动物造模,药效评价,肺水肿 z-bio 2024-08-22 511

　　(1) Method of replication: Adult New Zealand rabbits weighing over 2kg were anesthetized with pentobarbital sodium injected intraperitoneally at a dose of 30mg/kg body weight, and their heads and limbs were fixed supine on the operating table. Neck hair removal, routine disinfection of the surgical area, incision of the skin along the midline of the neck, separation of the trachea, and intubation of the trachea. Inject 1:5000 adrenaline 0.4-0.6mg/kg body weight through the rabbit ear vein, observe the animal's respiration and general condition, and record the respiratory curve through a computer biological signal analysis system. When the breathing curve becomes significantly shallower and faster, it indicates that the rabbit has developed pulmonary edema; At this point, the animal is euthanized and the rabbit lung/body ratio is calculated (normal animal lung/body ratios are all less than 1g/100g). Generally, the lung/body ratio is greater than 1g/100g (this method can reach a maximum of 3g/100g or more). During the modeling process of this method, the pulmonary edema index (i.e. lung/body ratio) is an important parameter for evaluating whether animals have developed pulmonary edema. When weighing, attention must be paid to ligating and cutting open tracheal branches to prevent fluid outflow and affect the determination of pulmonary edema index results.
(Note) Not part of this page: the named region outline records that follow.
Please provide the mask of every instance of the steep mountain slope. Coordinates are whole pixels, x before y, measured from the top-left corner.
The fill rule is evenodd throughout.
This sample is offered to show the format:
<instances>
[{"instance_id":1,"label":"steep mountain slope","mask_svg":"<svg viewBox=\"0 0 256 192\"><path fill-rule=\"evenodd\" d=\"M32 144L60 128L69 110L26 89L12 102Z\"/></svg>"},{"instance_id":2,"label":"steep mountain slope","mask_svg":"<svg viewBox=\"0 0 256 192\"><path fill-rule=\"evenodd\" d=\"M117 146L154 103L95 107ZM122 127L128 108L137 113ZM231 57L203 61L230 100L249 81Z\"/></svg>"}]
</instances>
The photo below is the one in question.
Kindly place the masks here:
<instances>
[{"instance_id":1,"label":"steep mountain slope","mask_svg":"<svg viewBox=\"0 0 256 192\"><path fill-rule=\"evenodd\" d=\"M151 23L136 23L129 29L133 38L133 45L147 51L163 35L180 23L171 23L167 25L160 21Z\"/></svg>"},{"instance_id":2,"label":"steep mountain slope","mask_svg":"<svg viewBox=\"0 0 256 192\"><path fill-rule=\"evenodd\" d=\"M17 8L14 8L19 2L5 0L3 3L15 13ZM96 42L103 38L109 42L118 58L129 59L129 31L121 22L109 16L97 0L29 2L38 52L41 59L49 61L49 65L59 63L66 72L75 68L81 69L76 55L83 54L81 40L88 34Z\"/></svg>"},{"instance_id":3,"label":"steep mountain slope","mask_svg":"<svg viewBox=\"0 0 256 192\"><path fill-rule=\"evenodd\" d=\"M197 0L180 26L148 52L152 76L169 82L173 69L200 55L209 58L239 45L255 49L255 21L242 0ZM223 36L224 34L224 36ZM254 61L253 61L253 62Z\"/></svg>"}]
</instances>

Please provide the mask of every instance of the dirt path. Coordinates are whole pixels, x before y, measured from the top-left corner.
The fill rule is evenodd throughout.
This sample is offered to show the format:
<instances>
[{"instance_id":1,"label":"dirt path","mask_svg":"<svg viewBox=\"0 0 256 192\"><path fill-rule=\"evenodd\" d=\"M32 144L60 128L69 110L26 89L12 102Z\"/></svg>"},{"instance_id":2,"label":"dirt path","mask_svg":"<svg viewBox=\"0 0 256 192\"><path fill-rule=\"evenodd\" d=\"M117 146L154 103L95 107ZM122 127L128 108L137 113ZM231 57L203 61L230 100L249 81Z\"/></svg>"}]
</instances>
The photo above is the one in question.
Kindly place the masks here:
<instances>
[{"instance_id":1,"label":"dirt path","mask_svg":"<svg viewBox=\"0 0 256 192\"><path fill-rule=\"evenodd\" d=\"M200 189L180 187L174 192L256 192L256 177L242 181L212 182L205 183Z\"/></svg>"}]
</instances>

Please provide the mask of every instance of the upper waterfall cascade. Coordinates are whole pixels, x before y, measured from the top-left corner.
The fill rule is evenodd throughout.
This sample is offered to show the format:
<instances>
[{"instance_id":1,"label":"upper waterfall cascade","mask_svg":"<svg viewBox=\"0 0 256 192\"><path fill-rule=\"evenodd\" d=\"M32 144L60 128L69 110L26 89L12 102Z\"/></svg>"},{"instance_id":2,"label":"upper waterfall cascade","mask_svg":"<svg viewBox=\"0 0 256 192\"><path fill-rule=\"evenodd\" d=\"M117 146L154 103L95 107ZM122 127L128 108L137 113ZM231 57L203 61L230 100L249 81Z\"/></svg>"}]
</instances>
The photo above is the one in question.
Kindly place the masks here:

　　(2) The characteristics of the model were pulmonary edema model replicated with adrenaline. After 30 minutes of modeling, the animals could have progressive dyspnea, cyanosis, pink foam like fluid exudation in the mouth and nose, and wet rales could be heard and gradually increased. Macroscopic observation showed that the lungs of the animals were significantly enlarged and swelled. A large amount of pink foam like liquid was seen in the trachea, and pink foam like liquid overflowed on the lung section. Under a light microscope, extensive congestion is observed in the lung tissue, and a large amount of eosin edematous fluid with exudation of red blood cells can be seen in the alveolar cavity and interstitium. Sometimes, the alveolar cavity in the subpulmonary area can be dilated, presenting as compensatory emphysema. If adrenaline is injected intravenously into rats, an ideal pulmonary edema model can also be obtained, but the symptoms of the rat model appear quickly. In addition to the clinical manifestations similar to rabbits, excitement, muscle tremors with muscle weakness, and even convulsions and fainting can be seen in rats, leading to death from respiratory failure.

　　(3) Comparative medicine pulmonary edema refers to a pathological phenomenon in which fluid from the pulmonary vasculature infiltrates into the interstitial and alveolar spaces of the lungs, leading to an increase in fluid outside the pulmonary vasculature. Due to the extremely rich blood vessels in the lungs, the patients may have acute onset clinically. The patients have dyspnea, cyanosis, cough, and can cough hemorrhagic or pink foam like sputum. The lungs have diffuse moist rales. X-ray diagnosis shows that the two lungs are butterfly shaped and flaky fuzzy shadows. Due to the action of adrenaline on the a and β receptors in animal bodies, myocardial contraction is enhanced, heart rate is increased, myocardial oxygen consumption is increased, blood vessels in the skin, mucous membranes, and internal organs of the body contract, ultimately leading to severe constriction of systemic and pulmonary blood vessels, increased cardiac load, and causing dynamic edema. At the same time, adrenaline can directly act on the endothelial cells of pulmonary capillaries, increase platelet and leukocyte aggregation, release oxygen free radicals, cause increased permeability of vascular endothelium and alveolar epithelium, and also promote the formation of pulmonary edema. Therefore, compared with other methods of replicating pulmonary edema models (animal models of pulmonary edema replicated by intravenous injection of oleic acid 0.08ml/kg body weight or intravenous injection of 10% chloroform 0.1ml/kg body weight), this model is closest to the pulmonary edema observed in clinical patients. This model has the advantages of simple experimental operation, economic feasibility, good reproducibility, small influencing factors, and typical clinical symptoms, making it an ideal animal model.